The treatment of subterranean formations penetrated by a well bore to stimulate the production of hydrocarbons therefrom or the ability of the formation to accept injected fluids has long been known in the art. One of the most common methods of increasing productivity of a hydrocarbon-bearing formation is to subject the formation to a fracturing treatment. This treatment is effected by injecting a liquid, gas or two-phase fluid, generally referred to as a fracturing fluid, down the well bore at sufficient pressure and flow rate to fracture the subterranean formation. A proppant material such as sand, fine gravel, sintered bauxite, glass beads or the like can be introduced into the fracture to prop the fracture open once the treatment has stopped. The propped fracture provides larger flow channels through which an increased quantity of a hydrocarbon can flow, thereby increasing the productive capability of a well.
Traditional fracturing techniques utilize water or oil-based fluids to fracture a hydrocarbon-bearing formation.
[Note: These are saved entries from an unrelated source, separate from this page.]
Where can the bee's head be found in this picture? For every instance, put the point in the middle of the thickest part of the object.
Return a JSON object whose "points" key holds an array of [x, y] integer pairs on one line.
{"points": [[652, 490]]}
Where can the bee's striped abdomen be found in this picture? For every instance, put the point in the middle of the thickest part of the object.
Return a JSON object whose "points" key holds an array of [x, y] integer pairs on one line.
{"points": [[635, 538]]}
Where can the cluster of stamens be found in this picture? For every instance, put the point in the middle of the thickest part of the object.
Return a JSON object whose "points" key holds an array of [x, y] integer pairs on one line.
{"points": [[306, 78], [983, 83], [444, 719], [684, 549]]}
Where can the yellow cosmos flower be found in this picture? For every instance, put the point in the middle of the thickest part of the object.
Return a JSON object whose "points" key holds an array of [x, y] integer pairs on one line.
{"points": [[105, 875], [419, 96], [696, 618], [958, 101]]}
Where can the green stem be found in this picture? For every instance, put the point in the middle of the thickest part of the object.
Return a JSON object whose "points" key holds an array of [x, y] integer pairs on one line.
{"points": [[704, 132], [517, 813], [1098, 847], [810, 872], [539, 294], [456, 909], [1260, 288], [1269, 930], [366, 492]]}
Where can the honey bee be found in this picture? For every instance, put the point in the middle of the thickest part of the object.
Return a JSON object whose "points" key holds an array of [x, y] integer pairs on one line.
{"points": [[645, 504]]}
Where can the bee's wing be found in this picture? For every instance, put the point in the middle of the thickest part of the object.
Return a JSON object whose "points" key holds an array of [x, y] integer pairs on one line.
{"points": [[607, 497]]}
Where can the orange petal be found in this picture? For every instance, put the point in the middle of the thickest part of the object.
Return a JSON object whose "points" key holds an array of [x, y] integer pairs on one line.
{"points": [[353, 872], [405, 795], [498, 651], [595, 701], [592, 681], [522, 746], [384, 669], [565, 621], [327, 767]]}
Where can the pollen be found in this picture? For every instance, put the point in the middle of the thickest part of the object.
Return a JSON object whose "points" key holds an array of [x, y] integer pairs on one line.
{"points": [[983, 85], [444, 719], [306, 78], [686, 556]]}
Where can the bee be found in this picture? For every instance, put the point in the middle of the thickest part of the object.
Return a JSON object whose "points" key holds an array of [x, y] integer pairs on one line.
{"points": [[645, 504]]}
Recently, fracturing techniques utilizing fluids comprising carbon dioxide and/or nitrogen have been developed. U.S. Pat. No. Re 32,302, by Almond et al., discusses a method of fracturing a subterranean formation with a stabilized foamed fracturing fluid comprising from about 50 percent to in excess of about 96 percent by volume of carbon dioxide with the remainder comprising an aqueous liquid and a selected surfactant. A foam is formed in situ by injection of a stabilized liquid-liquid emulsion containing liquid carbon dioxide into a well bore penetrating the formation. The temperature and pressure of the emulsion is controlled to maintain the carbon dioxide in the liquid phase during injection into the well bore. Thereafter, the carbon dioxide is heated by the subterranean formation to a temperature above about 88° F. at which time the stabilized emulsion spontaneously forms a stabilized foam.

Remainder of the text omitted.